Why Trump can’t build anything

Fri, Feb 22, 2019 (2 a.m.)

Donald Trump isn’t the first president, or even the first Republican president, who has sought to define his legacy in part with a big construction project. Abraham Lincoln signed legislation providing the land grants and financing that created the transcontinental railroad. Theodore Roosevelt built the Panama Canal. Dwight Eisenhower built the interstate highway system.

But Trump’s wall is different, and not just because it probably won’t actually get built. Previous big construction projects were about bringing people together and making them more productive. The wall is about division — not just a barrier against outsiders, but an attempt to drive a wedge between Americans, too. It’s about fear, not the future.

Why isn’t Trump building anything? Surely he’s exactly the kind of politician likely to suffer from an edifice complex, a desire to see his name on big projects. Furthermore, during the 2016 campaign, he didn’t just promise a wall, he also promised a major rebuilding of America’s infrastructure.

But month after month of inaction followed his inauguration. A year ago, he again promised “the biggest and boldest infrastructure investment in American history.” Again, nothing happened.

In January, there was reportedly a White House meeting to game out a new infrastructure plan. This time, they mean it. Really. Would this administration ever lie to you?

The interesting question is why Trump seems unwilling or unable to do anything about America’s crumbling roads, bridges, water supplies and so on. After all, polls show that a large majority of the public wants to see more infrastructure spending. Public investment is an issue on which Trump could get substantial Democratic support; it would lift the economy, and also help repair the public’s perception that the administration is chaotic and incompetent.

Yet everything points to two more years of occasional bombast about infrastructure, with no follow-up. Why the paralysis?

Some news analyses suggest that it’s about money, that big infrastructure spending would happen only if Republicans and Democrats could agree on how to pay for it. But this is being credulous. Remember, in 2017, the GOP enacted a $2 trillion tax cut with absolutely no pay-fors; the tax cut is completely failing to deliver the promised boost to private investment, but there is no sign of buyer’s remorse.

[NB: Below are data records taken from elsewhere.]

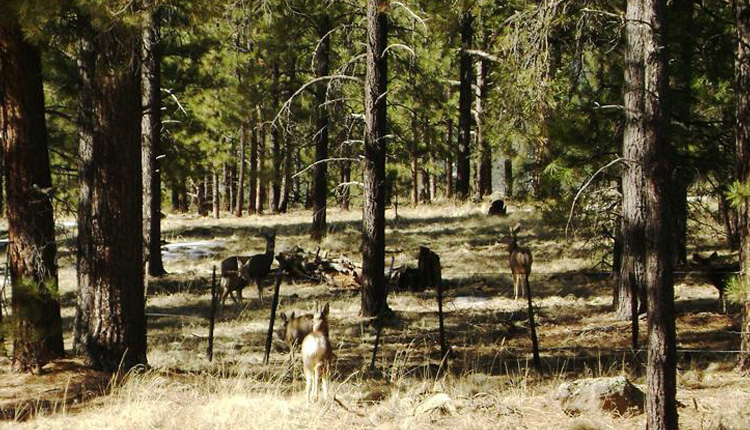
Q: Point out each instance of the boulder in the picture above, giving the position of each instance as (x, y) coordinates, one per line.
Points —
(497, 207)
(609, 394)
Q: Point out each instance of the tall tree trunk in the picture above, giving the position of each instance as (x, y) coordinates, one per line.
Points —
(463, 161)
(84, 241)
(320, 171)
(661, 368)
(288, 183)
(449, 159)
(485, 158)
(262, 172)
(682, 16)
(742, 94)
(632, 278)
(151, 143)
(508, 178)
(37, 327)
(278, 166)
(241, 178)
(374, 299)
(215, 193)
(111, 293)
(253, 192)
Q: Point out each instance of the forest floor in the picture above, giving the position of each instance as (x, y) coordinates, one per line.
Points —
(489, 378)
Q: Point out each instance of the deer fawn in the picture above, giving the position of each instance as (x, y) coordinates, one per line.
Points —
(238, 271)
(520, 263)
(317, 355)
(294, 329)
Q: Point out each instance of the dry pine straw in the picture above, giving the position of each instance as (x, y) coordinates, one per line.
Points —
(489, 384)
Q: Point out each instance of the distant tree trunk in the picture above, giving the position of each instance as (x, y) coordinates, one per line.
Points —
(111, 307)
(449, 160)
(485, 165)
(320, 171)
(288, 147)
(175, 198)
(151, 143)
(374, 294)
(201, 192)
(241, 178)
(215, 195)
(682, 15)
(661, 368)
(37, 326)
(262, 172)
(464, 119)
(742, 92)
(508, 176)
(632, 279)
(253, 192)
(276, 155)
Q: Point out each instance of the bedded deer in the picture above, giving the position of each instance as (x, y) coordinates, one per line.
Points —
(717, 273)
(238, 271)
(317, 355)
(520, 263)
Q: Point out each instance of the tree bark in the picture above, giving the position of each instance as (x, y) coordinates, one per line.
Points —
(215, 195)
(320, 171)
(682, 16)
(241, 178)
(276, 155)
(449, 160)
(37, 326)
(111, 295)
(262, 172)
(463, 161)
(253, 191)
(742, 95)
(374, 299)
(633, 204)
(661, 369)
(151, 143)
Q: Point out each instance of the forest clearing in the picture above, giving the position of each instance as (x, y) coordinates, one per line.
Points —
(375, 213)
(489, 378)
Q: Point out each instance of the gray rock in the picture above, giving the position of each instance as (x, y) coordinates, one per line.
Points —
(609, 394)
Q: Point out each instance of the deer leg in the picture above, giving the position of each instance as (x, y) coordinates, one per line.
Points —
(260, 290)
(316, 378)
(308, 385)
(326, 376)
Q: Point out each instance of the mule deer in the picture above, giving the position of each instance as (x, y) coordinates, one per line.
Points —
(717, 273)
(520, 263)
(317, 354)
(238, 271)
(294, 329)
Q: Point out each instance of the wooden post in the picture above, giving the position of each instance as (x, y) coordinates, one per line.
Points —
(212, 317)
(274, 305)
(441, 327)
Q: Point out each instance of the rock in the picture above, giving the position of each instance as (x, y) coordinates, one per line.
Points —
(610, 394)
(439, 402)
(497, 207)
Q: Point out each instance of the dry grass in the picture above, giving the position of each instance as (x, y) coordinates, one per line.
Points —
(488, 379)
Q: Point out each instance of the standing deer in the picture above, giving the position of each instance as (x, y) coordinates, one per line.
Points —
(520, 266)
(317, 355)
(294, 329)
(520, 263)
(238, 271)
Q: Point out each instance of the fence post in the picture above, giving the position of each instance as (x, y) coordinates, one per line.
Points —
(274, 304)
(212, 317)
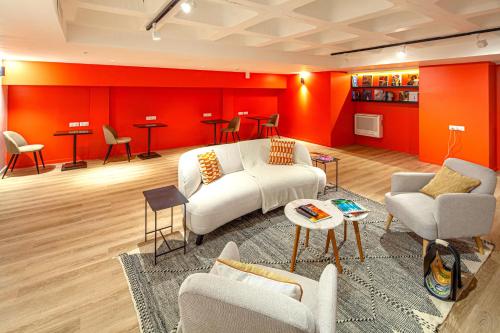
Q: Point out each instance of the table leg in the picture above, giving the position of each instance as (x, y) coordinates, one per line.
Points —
(145, 220)
(155, 236)
(327, 246)
(335, 250)
(358, 240)
(74, 148)
(295, 247)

So Republicans don’t really care about using debt to pay for things they want. And Democrats, whose top policy wonks have been telling them that deficit fears are excessive, would surely support a program of debt-financed infrastructure spending.

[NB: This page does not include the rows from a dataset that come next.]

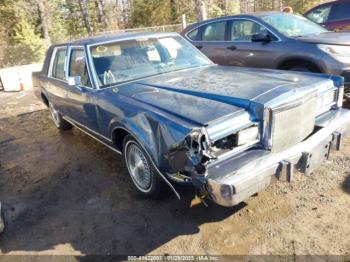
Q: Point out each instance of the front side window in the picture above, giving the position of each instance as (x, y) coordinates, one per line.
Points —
(340, 11)
(58, 64)
(214, 32)
(77, 66)
(319, 15)
(243, 30)
(127, 60)
(293, 25)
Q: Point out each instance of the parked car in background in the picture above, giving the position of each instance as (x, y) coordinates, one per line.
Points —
(273, 40)
(334, 15)
(177, 117)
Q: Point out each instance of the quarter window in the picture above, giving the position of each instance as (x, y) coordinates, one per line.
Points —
(214, 32)
(319, 15)
(340, 11)
(77, 67)
(243, 30)
(194, 35)
(58, 65)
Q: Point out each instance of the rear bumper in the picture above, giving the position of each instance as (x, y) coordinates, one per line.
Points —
(232, 180)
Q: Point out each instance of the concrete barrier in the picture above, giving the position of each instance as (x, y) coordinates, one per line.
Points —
(18, 78)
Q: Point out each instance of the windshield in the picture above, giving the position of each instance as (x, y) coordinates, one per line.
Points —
(133, 59)
(293, 25)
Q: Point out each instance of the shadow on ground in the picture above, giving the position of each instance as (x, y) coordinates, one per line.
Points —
(64, 187)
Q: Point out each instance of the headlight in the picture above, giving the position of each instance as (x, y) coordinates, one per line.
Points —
(248, 135)
(337, 50)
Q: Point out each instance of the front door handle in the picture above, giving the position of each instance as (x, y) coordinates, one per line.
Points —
(232, 47)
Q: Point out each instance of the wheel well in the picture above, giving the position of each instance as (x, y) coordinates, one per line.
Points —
(285, 65)
(118, 137)
(44, 99)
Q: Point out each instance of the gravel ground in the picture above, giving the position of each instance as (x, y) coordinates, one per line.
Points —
(64, 193)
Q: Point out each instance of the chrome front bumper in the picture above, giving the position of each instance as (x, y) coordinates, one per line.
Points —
(231, 180)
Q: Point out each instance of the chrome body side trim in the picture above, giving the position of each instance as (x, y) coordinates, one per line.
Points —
(81, 127)
(72, 122)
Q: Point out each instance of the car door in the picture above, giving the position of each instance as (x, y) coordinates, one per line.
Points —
(80, 102)
(243, 51)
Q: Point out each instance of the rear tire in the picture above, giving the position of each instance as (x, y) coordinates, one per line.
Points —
(59, 122)
(141, 170)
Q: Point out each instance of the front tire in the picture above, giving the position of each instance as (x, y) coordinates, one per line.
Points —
(59, 122)
(141, 169)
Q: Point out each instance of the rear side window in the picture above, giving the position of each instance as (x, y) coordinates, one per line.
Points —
(58, 64)
(320, 15)
(77, 66)
(340, 11)
(214, 31)
(243, 30)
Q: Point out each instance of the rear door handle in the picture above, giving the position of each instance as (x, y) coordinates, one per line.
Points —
(232, 47)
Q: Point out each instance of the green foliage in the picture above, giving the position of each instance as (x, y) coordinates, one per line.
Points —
(22, 24)
(28, 46)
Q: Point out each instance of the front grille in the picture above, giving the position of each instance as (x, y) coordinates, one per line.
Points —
(292, 123)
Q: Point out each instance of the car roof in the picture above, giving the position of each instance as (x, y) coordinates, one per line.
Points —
(117, 37)
(325, 4)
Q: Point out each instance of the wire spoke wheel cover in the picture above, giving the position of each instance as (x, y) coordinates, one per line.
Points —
(139, 167)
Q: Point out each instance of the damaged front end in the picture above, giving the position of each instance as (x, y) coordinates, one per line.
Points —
(220, 139)
(236, 156)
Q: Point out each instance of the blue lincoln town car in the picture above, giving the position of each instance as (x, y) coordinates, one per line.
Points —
(177, 117)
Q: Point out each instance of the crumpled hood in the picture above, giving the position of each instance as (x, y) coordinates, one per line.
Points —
(202, 95)
(332, 38)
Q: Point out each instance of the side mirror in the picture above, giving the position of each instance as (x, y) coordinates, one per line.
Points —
(261, 38)
(74, 81)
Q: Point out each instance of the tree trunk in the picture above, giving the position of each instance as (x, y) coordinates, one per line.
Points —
(83, 9)
(101, 14)
(125, 11)
(226, 7)
(201, 10)
(44, 21)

In short, money isn’t why we aren’t building infrastructure. The real obstacle is that Trump, his officials, his party or all of the above don’t actually want the kind of public investment the United States needs. Build they won’t.

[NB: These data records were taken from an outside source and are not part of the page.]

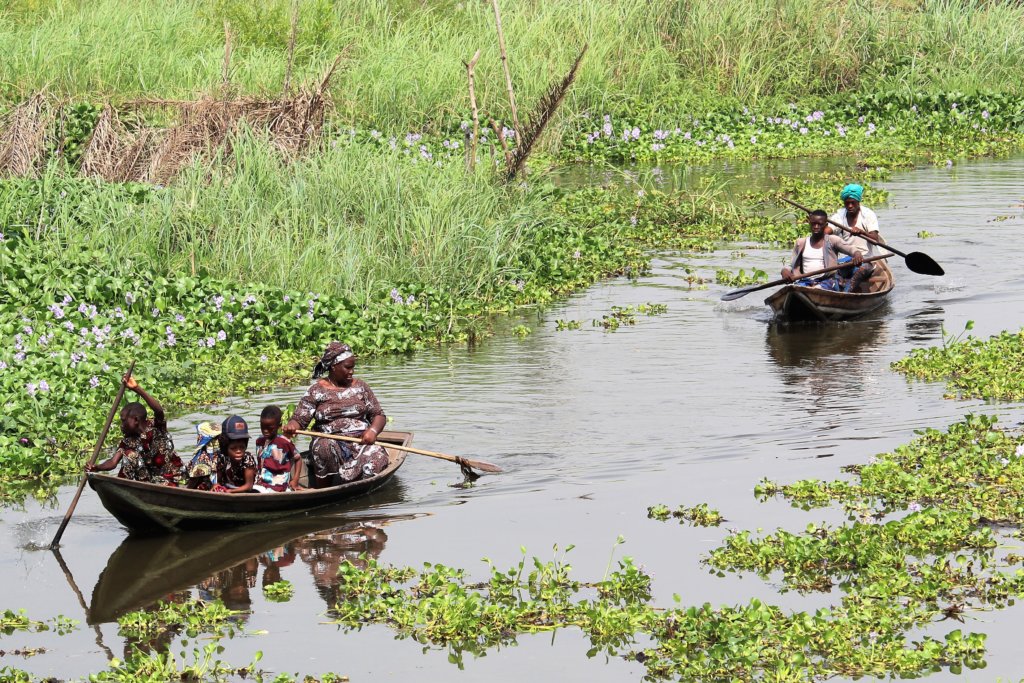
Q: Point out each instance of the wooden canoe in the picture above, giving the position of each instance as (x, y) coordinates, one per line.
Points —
(810, 304)
(150, 508)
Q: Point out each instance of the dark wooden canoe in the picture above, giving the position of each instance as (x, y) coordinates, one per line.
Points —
(810, 304)
(150, 508)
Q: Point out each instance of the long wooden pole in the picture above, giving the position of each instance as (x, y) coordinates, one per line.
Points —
(735, 294)
(505, 67)
(465, 462)
(471, 147)
(95, 454)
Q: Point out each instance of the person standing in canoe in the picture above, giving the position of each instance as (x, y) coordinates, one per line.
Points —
(857, 220)
(146, 452)
(338, 402)
(817, 251)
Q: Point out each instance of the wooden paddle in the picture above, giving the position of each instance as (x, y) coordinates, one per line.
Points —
(464, 462)
(915, 261)
(92, 461)
(735, 294)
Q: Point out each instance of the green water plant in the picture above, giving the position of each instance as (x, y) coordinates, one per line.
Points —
(281, 591)
(190, 617)
(698, 515)
(11, 622)
(740, 279)
(991, 369)
(621, 315)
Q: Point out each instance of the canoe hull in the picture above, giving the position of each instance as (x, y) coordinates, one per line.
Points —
(148, 508)
(810, 304)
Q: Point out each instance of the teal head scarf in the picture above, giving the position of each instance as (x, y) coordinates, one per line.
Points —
(852, 191)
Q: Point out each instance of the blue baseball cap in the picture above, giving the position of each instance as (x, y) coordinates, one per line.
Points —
(235, 427)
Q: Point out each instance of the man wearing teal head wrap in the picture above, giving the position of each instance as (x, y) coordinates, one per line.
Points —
(857, 220)
(852, 191)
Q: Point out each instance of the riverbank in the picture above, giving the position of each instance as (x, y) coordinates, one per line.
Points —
(693, 406)
(258, 262)
(402, 69)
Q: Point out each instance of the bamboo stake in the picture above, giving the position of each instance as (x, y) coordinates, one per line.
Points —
(291, 45)
(225, 68)
(505, 145)
(505, 67)
(471, 147)
(95, 454)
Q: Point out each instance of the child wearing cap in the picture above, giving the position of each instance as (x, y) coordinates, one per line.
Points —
(280, 464)
(236, 466)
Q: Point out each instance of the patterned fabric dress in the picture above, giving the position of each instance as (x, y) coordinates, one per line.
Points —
(348, 411)
(150, 457)
(231, 474)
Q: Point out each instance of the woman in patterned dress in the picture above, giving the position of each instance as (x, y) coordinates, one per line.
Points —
(338, 402)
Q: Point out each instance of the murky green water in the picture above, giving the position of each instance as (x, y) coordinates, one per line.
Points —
(693, 406)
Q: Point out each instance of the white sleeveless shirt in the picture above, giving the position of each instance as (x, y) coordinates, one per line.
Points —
(813, 259)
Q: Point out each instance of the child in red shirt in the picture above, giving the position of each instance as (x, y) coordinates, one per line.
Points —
(280, 464)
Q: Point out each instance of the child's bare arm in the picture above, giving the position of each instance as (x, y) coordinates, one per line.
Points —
(296, 473)
(248, 485)
(158, 411)
(107, 465)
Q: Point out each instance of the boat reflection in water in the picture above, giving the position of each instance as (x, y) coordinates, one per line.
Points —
(820, 365)
(230, 564)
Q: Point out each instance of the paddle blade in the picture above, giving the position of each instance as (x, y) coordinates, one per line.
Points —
(735, 294)
(480, 465)
(924, 264)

In the case of Trump administration officials, what’s striking about the various infrastructure “plans” they’ve offered — they’re more like vague sketches — is that they involve very little direct public investment. Instead, they’re schemes that would purportedly use public funds as a sweetener to induce large amounts of private investment. Why not just build stuff? Partly, perhaps, to hold down the headline cost. But such schemes would also amount to a backdoor way to privatize public assets, while possibly generating little new investment.

And while a real infrastructure plan would gain a lot of Democratic support, an exercise in crony capitalism pretending to be about infrastructure wouldn’t.

Meanwhile, Republicans in Congress are aggressively uninterested in any kind of public investment program. During Trump’s first two years in office, they first bullied him into submitting a plan that actually provided hardly any money for new investment, then invented excuses for not dealing even with that emasculated proposal.

The truth is that modern conservatives hate the idea of any kind of new public spending, even if it would make Americans better off — or perhaps it would be more accurate to say especially if it would make Americans better off, because a successful spending program might help legitimize a positive role for government in general. And while Trump may not fully share his party’s small-government ideology, all his limited energy is going into finding ways to punish people, not help them.

So who will rebuild America? Trump and his party have had their chance, and clearly refuse to act, so it will have to be the Democrats. Their proposed Green New Deal is deliberately short on specifics, but its clear thrust is toward a revival of the U.S. tradition of public investment in the public interest.

And my guess, which is also my hope, is that if Democrats get the opportunity — if, in 2021, they regain control of both the White House and the Senate — they won’t let funding concerns block an infrastructure push. Major health reform will need new revenue sources, but given low interest rates, debt-financed public investment would be sound policy. Build we must, build we should, and hopefully build we will.

Paul Krugman is a columnist for The New York Times.